Welche Fragen gestellt werden, hänge von der Anfrage und dem Nutzerverhalten ab, erklärt der Gründer. Letztlich entscheidet die lernfähige KI darüber. „Die Welt ist vermessen. Wir erfinden keine neuen Länder, bauen keine neuen Hotels oder geben auch keine noch geheimeren Reise-Tipps“, sagt Feigelbinder. Es gehe allein um die maximale Relevanz und das beste Angebot für den Nutzer. Fineway will durch die Fragen über den Nutzer seine „Travel-DNA“ bestimmen. Was am Ende für den Urlaubssuchenden rauskommt, sind nach Ansicht des Startups die perfekten Matching-Vorschläge für hochpreisige Fernreisen. Was der User nicht sieht, sind Datenberge aus den Online-Angeboten, die durchforstet und nach der größtmöglichen Übereinstimmung den Vorlieben zugeordnet werden.

03 – Fineway

Score: 76,08 (CAGR: 800%)
Gründungsjahr: 2015
Firmensitz: München
Branche: Travel
Webseite: www.fineway.de

Das Verfahren dahinter nennt sich Attributierung. Fineway geht hier ähnlich wie eine Meta-Suchmaschine oder Aggregations-App vor. Durch Schnittstellen, die an bekannten Plattformen wie Expedia oder Airbnb andocken, werden die Daten in Echtzeit zusammengeführt und ausgewertet. Hiervon würden beide Seiten profitieren, erklärt Gründer Markus Bohl. Denn gebucht wird am Ende immer noch über die Online-Anbieter. So wie Flixbus keine eigenen Busse betreibt, verwaltet auch Fineway keine einzige Reisekomponente selbst. Das Startup greift lediglich auf das zu, was im Netz ohnehin angeboten wird.

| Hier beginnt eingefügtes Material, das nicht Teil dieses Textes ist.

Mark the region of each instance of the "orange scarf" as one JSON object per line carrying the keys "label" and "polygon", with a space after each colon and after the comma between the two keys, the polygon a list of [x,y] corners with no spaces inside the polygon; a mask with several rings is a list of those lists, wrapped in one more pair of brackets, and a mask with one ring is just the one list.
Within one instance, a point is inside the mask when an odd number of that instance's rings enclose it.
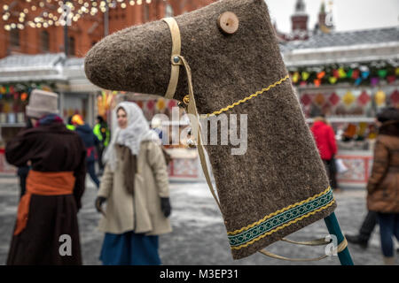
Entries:
{"label": "orange scarf", "polygon": [[18,206],[14,235],[18,235],[27,226],[30,198],[33,194],[39,195],[71,195],[74,191],[74,180],[73,172],[29,171],[27,178],[27,192]]}

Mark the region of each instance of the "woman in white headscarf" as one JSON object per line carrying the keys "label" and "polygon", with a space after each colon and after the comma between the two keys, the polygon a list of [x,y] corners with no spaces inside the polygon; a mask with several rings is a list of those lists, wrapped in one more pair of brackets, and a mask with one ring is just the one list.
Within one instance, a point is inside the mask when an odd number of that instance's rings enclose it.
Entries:
{"label": "woman in white headscarf", "polygon": [[158,235],[172,230],[160,141],[136,103],[122,102],[115,110],[118,127],[104,156],[96,199],[104,214],[99,229],[106,233],[100,260],[106,265],[160,264]]}

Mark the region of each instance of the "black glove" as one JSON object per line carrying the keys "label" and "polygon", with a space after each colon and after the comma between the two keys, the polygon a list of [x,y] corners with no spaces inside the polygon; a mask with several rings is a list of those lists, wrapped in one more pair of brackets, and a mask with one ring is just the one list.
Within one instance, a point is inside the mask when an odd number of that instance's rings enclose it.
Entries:
{"label": "black glove", "polygon": [[170,212],[172,211],[172,207],[170,206],[168,197],[160,198],[160,210],[162,210],[163,215],[165,215],[166,218],[168,218],[170,215]]}
{"label": "black glove", "polygon": [[102,213],[104,216],[106,216],[106,213],[104,212],[103,209],[101,208],[101,206],[103,205],[104,203],[106,203],[106,198],[104,196],[98,196],[96,198],[96,203],[95,203],[95,206],[96,206],[96,210],[98,212]]}

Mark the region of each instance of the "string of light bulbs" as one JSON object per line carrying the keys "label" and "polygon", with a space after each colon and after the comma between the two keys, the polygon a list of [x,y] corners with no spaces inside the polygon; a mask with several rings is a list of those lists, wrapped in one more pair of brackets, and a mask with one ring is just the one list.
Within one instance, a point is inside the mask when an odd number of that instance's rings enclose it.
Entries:
{"label": "string of light bulbs", "polygon": [[[68,0],[65,4],[60,0],[25,0],[25,2],[30,4],[30,7],[26,7],[20,11],[14,9],[16,1],[0,7],[3,8],[1,19],[5,22],[2,26],[5,30],[24,29],[27,27],[47,28],[52,26],[70,25],[86,15],[105,13],[108,9],[115,9],[118,6],[126,9],[128,5],[150,4],[152,0]],[[16,18],[18,21],[10,22],[12,19]]]}

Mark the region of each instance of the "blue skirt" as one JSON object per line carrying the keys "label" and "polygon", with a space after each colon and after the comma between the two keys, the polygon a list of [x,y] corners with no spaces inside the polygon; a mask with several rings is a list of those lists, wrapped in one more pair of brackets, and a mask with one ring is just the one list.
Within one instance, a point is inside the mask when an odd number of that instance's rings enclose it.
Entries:
{"label": "blue skirt", "polygon": [[160,265],[158,236],[106,233],[99,259],[104,265]]}

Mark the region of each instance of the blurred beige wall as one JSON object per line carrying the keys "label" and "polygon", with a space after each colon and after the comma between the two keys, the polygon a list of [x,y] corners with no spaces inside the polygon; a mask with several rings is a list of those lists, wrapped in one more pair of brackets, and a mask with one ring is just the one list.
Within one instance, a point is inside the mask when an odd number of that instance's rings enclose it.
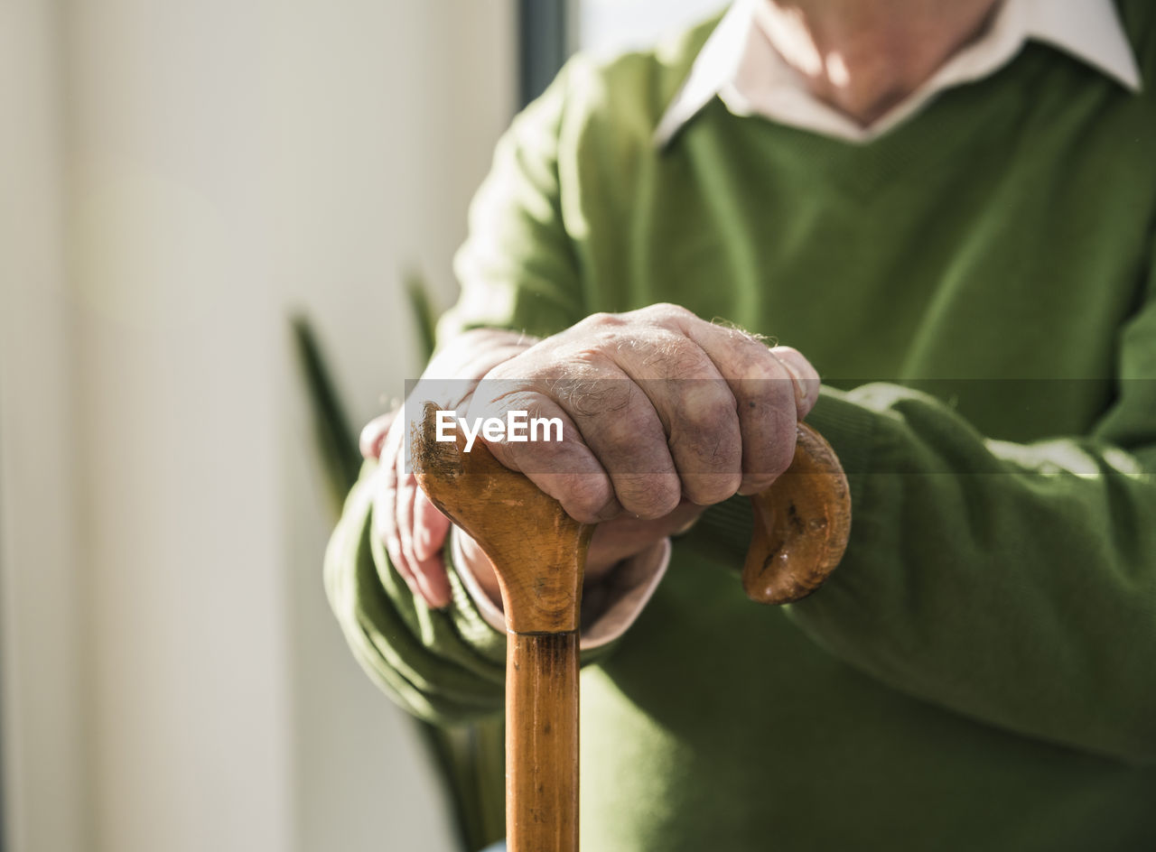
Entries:
{"label": "blurred beige wall", "polygon": [[0,2],[6,850],[450,847],[324,600],[286,316],[401,395],[513,61],[510,0]]}

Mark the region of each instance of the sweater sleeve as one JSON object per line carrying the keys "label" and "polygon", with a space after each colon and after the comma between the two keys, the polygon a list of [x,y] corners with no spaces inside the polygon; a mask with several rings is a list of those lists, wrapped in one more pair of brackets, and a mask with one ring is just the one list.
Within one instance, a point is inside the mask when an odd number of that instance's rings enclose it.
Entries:
{"label": "sweater sleeve", "polygon": [[1118,352],[1095,427],[1036,443],[987,440],[896,386],[824,389],[808,419],[849,469],[852,538],[794,621],[917,697],[1156,762],[1153,293]]}

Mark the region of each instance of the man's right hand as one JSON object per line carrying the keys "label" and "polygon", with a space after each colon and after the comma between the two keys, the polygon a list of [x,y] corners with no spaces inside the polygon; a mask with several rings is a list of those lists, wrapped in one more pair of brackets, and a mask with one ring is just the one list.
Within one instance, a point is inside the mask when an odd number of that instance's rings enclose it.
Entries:
{"label": "man's right hand", "polygon": [[[488,447],[575,518],[602,522],[587,582],[688,525],[703,507],[769,487],[791,464],[796,423],[818,396],[818,374],[798,351],[768,347],[673,305],[594,314],[536,342],[502,331],[462,341],[451,372],[482,379],[467,419],[511,410],[562,419],[561,442]],[[431,364],[433,371],[440,361],[438,378],[450,378],[452,349]],[[381,461],[375,518],[409,586],[431,606],[445,606],[440,551],[450,522],[406,471],[405,432],[401,418],[378,418],[363,432],[362,451]],[[484,556],[461,550],[470,562],[465,567],[492,597]]]}

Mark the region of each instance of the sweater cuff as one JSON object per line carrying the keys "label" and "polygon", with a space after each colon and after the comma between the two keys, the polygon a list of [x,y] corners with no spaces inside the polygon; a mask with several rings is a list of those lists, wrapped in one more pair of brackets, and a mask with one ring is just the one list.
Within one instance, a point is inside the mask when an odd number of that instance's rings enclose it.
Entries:
{"label": "sweater cuff", "polygon": [[[490,627],[506,631],[502,601],[482,589],[462,558],[460,531],[451,528],[451,559],[477,612]],[[670,539],[664,538],[630,559],[621,561],[599,583],[583,589],[581,636],[578,648],[591,651],[617,640],[651,599],[670,563]]]}

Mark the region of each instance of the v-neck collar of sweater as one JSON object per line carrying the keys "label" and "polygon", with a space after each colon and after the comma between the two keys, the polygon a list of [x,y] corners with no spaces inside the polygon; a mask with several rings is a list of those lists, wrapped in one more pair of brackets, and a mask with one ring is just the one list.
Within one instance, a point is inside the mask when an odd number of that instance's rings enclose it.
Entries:
{"label": "v-neck collar of sweater", "polygon": [[979,38],[884,115],[862,127],[807,91],[759,24],[764,6],[765,0],[736,0],[722,17],[659,121],[657,145],[669,142],[716,97],[736,115],[762,115],[849,142],[870,142],[902,125],[943,90],[994,74],[1030,40],[1070,54],[1132,91],[1140,89],[1136,60],[1112,0],[1005,0]]}

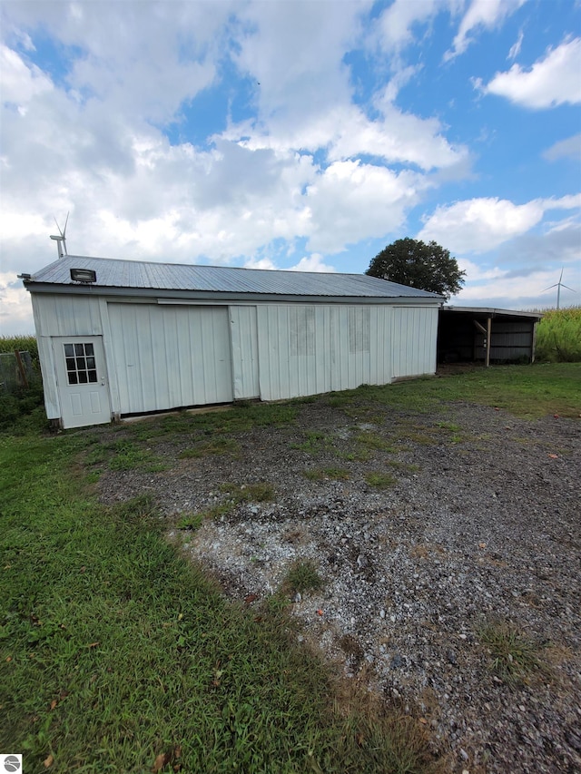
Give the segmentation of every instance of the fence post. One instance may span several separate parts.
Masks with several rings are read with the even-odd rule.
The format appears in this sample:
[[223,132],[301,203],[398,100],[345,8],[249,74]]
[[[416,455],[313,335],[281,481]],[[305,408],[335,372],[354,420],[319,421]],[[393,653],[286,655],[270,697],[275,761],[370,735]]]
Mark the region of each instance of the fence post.
[[23,384],[25,387],[28,389],[28,379],[26,378],[26,371],[25,370],[25,364],[22,362],[20,352],[17,349],[15,349],[15,355],[16,356],[16,363],[18,363],[18,370],[20,371]]

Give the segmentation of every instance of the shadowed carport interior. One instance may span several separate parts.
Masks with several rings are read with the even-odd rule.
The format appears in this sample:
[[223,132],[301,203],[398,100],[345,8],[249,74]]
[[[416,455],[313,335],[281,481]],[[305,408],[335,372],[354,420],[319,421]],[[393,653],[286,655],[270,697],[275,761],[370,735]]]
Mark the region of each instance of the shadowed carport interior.
[[438,324],[438,362],[532,363],[541,312],[443,307]]

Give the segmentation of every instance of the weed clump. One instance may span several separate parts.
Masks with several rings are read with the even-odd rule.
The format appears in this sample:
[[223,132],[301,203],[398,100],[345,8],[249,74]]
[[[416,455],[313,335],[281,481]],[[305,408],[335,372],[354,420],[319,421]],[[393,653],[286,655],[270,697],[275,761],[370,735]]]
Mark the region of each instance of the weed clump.
[[538,657],[543,647],[505,622],[487,623],[479,632],[489,654],[490,670],[509,688],[517,688],[547,667]]
[[320,589],[323,581],[315,563],[308,559],[295,562],[286,574],[282,583],[283,591],[290,596]]

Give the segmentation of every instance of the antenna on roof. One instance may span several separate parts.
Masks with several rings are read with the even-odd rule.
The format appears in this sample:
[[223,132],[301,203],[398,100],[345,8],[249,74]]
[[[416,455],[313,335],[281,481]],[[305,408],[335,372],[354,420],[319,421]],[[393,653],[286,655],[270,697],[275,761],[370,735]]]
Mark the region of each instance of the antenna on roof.
[[56,242],[56,250],[58,250],[58,257],[63,258],[64,255],[68,255],[66,251],[66,224],[69,221],[69,212],[66,213],[66,220],[64,221],[64,228],[61,231],[61,227],[59,226],[56,218],[54,218],[54,222],[56,223],[56,228],[58,229],[59,236],[54,236],[51,234],[51,239],[54,240]]
[[569,288],[568,285],[564,285],[563,282],[561,282],[561,279],[563,279],[563,271],[564,271],[564,269],[561,269],[561,276],[559,277],[558,282],[556,282],[555,285],[551,285],[549,288],[545,288],[545,290],[543,290],[543,293],[545,293],[547,290],[551,290],[553,288],[556,288],[556,309],[559,309],[560,301],[561,301],[561,288],[566,288],[566,289],[571,290],[572,293],[576,293],[576,290],[574,290],[573,288]]

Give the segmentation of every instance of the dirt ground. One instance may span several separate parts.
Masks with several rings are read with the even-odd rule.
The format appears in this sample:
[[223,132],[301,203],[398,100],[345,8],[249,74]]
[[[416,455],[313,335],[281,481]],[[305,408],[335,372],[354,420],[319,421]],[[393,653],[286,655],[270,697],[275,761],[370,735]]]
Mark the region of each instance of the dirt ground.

Die KI soll dabei den Durchblick behalten. „Basierend auf dem vom Algorithmus erstellten Reiseplan, kauft das System alle benötigten Reisekomponenten zu den günstigsten Großhandelspreisen in Echtzeit ein und verkauft diese dann als individuelle Komplettreise zum Marktpreis an den Kunden“, erklärt Feigelbinder das Geschäftsmodell.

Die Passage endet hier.